Des prix bas, mais qui augmentent
Acheter un village pour pas cher, oui, mais ce ne sera bientôt plus possible. Avec tous les investissements réalisés, le prix de l’immobilier est en train de remonter. Selon El País, le site internet les prix moyens tournent autour de 200.000 et 450.000 euros, et ils peuvent monter jusqu’à 2,5 millions et 7 millions d’euros. De plus même si certains hameaux restent vraiment peu chers, le travail de rénovation derrière peut s’avérer extrêmement coûteux. Selon le quotidien espagnol, "la plupart des villages sont en état de ruines totales, et requierrent en moyenne un investissement de 500.000 à 600.000 euros". Mais des aides existent, du conseil municipal, qui souhaite redynamiser ses hameaux fantômes, aux gouvernements régionaux, en passant même par l’Union européenne. Et il n’empêche que certains hameaux restent moins chers qu’un appartement dans les grandes villes, où le coût de l’immobilier a explosé et n’est pas près de redescendre.

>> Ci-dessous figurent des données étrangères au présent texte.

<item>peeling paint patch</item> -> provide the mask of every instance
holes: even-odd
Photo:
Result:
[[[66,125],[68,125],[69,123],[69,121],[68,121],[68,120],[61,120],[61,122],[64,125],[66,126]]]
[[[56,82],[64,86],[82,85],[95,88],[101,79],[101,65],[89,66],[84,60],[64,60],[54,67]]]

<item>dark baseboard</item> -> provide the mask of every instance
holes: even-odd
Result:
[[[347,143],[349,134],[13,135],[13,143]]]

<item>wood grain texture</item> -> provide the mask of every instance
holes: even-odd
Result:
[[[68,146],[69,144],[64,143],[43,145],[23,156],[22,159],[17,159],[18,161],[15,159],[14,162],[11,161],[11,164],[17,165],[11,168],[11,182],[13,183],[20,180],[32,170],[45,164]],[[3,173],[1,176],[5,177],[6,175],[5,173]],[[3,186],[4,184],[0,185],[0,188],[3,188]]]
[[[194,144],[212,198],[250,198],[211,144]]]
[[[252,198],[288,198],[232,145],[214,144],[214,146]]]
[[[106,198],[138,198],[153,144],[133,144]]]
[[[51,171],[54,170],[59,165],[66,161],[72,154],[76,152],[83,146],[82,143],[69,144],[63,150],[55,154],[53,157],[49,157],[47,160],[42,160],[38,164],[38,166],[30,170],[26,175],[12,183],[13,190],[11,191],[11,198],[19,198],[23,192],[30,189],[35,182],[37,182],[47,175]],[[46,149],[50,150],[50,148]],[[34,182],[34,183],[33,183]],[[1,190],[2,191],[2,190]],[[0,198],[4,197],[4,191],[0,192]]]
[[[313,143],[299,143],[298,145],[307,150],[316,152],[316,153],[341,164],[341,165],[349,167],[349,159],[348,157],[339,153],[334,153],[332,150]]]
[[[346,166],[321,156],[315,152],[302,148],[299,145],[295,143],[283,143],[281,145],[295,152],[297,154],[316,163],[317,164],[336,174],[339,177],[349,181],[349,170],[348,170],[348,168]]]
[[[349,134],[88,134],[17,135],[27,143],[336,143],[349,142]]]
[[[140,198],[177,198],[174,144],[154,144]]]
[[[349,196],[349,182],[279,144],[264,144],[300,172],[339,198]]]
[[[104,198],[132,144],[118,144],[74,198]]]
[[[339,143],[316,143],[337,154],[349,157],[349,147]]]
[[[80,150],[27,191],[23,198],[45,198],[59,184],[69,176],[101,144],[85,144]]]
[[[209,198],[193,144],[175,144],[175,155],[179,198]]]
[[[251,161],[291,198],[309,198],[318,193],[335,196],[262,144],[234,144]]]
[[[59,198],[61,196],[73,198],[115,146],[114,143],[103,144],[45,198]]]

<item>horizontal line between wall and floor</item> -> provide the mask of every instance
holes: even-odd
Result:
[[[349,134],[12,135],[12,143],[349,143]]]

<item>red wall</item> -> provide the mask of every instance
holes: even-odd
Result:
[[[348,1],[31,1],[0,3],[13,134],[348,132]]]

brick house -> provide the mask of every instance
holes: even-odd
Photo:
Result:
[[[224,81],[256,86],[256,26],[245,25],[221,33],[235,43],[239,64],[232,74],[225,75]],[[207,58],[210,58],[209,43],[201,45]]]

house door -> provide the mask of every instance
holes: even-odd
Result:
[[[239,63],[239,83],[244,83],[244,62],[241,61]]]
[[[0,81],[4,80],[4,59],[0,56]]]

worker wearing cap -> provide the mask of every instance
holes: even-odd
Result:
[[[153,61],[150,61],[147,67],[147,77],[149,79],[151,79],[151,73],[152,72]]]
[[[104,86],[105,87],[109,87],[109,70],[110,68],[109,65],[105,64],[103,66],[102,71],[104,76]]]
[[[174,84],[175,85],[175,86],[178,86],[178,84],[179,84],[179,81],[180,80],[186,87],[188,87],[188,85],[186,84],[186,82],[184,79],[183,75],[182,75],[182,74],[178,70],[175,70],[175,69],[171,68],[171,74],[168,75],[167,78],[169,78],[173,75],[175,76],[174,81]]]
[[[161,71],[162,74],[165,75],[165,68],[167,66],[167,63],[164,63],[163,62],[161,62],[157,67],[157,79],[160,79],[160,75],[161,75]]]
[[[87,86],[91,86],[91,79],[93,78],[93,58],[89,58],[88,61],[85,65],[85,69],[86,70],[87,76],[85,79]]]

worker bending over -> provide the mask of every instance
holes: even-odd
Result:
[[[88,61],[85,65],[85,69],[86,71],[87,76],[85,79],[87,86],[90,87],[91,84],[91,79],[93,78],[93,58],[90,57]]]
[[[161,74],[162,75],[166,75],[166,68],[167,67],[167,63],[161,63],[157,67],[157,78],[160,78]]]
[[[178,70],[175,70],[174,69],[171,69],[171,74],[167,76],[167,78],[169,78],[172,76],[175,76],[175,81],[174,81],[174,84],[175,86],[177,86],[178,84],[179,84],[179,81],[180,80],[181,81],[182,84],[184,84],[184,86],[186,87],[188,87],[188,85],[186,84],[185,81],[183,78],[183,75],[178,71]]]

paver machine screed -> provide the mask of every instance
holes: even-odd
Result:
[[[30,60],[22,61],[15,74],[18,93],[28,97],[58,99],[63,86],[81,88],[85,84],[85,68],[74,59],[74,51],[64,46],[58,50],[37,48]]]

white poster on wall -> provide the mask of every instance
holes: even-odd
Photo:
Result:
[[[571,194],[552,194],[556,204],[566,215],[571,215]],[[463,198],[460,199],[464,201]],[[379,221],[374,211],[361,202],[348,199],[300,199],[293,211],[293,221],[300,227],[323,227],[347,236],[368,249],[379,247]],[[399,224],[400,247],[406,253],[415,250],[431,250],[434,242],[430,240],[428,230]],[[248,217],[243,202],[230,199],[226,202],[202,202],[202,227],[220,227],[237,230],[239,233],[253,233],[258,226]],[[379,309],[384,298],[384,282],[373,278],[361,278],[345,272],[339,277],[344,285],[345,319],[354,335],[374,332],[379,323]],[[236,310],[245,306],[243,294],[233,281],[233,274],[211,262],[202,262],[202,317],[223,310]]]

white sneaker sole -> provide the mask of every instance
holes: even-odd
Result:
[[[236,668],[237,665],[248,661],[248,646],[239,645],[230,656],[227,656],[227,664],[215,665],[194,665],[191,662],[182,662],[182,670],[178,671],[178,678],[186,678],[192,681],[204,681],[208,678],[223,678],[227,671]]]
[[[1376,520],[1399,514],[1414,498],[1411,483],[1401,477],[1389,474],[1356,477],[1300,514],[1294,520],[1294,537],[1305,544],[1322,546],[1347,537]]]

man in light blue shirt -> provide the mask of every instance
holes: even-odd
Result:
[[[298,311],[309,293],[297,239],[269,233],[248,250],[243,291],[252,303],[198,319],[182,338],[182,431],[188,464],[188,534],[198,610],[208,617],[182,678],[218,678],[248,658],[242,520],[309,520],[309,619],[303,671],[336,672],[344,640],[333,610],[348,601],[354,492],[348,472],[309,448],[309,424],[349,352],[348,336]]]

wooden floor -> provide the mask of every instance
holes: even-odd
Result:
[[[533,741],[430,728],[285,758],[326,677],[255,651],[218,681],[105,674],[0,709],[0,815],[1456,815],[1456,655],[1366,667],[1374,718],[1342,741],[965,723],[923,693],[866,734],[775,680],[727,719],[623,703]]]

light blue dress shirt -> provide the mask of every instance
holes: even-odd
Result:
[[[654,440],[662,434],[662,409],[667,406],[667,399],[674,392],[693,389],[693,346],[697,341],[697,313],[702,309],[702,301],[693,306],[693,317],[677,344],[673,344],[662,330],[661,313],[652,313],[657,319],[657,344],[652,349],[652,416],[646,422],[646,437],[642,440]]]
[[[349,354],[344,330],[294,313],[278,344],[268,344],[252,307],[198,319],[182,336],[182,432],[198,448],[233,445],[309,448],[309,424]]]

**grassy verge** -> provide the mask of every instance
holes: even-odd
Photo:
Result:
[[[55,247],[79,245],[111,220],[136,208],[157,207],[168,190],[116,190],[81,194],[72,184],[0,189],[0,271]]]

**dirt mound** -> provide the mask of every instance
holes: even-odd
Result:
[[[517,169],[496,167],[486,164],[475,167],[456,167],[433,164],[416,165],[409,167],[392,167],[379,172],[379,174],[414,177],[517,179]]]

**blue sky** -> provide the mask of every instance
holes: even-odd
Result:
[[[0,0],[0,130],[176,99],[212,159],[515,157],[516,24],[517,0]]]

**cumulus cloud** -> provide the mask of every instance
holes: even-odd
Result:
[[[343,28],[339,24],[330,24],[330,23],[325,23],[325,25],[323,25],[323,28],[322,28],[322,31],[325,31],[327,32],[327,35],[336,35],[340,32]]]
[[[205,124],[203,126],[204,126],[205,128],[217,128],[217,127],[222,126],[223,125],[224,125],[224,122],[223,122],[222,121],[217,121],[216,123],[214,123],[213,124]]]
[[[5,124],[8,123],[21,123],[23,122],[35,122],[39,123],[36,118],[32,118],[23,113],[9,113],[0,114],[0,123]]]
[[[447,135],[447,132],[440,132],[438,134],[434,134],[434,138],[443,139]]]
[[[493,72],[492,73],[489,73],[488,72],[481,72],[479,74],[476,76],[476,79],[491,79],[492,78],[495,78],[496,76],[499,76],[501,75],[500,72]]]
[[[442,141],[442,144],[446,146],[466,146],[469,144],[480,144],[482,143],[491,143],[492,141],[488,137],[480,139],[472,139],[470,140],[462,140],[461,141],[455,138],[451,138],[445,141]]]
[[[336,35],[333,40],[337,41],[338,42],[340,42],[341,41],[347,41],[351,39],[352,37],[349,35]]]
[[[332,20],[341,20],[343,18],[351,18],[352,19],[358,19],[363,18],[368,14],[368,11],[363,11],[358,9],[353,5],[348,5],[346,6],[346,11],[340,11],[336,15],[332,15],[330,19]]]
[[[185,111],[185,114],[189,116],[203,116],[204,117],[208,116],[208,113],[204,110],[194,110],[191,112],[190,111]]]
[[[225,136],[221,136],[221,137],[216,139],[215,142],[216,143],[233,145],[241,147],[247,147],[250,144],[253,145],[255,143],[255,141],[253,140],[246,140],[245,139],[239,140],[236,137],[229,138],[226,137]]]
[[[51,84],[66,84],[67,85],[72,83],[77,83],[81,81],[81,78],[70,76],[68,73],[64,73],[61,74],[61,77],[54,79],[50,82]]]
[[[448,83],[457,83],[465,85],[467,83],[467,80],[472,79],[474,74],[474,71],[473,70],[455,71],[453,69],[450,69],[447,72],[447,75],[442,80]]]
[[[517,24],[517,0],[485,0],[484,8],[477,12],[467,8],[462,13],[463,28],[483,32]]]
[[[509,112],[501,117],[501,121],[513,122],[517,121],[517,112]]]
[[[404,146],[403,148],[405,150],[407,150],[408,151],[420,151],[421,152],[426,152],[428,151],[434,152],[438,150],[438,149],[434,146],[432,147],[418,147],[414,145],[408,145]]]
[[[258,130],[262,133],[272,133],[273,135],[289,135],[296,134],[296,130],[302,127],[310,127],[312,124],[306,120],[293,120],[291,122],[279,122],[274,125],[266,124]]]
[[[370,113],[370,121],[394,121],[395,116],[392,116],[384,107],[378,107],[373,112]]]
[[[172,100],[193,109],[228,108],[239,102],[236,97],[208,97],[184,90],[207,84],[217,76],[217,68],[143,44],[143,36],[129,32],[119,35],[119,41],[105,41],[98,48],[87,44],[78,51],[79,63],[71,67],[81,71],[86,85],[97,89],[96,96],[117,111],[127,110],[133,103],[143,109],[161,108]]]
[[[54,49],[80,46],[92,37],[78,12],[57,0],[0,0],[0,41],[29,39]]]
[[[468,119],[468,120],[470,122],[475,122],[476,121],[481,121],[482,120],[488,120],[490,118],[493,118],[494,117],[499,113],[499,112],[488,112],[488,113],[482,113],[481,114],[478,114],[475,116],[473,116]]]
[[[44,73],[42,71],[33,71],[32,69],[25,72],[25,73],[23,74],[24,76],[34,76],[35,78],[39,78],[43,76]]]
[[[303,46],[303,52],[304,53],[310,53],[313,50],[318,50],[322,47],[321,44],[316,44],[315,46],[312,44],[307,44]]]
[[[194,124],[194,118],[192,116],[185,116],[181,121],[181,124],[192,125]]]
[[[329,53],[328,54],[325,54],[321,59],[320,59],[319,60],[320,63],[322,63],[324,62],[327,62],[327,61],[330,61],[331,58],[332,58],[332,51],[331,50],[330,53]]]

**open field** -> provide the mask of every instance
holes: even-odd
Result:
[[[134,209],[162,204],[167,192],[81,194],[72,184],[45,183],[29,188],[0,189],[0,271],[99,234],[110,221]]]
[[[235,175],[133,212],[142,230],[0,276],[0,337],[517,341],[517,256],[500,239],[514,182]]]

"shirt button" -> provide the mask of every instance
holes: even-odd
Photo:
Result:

Cette situation met cependant en lumière la crise démographique que connaissent les petits villages. Les jeunes ne veulent pas y rester, la population vieillit et la natalité est souvent nulle. Selon l’Institut National des statistiques (INE), 15 provinces d’Espagne ont perdu au moins dix localités en moins de 23 ans. En même temps, les communes de moins de 101 habitants ont augmenté de 60%, ce qui montre un réel exode rural de la part des personnes des campagnes. Dans ce contexte, les investisseurs sont importants pour les communes, leur offrant une chance de se redynamiser.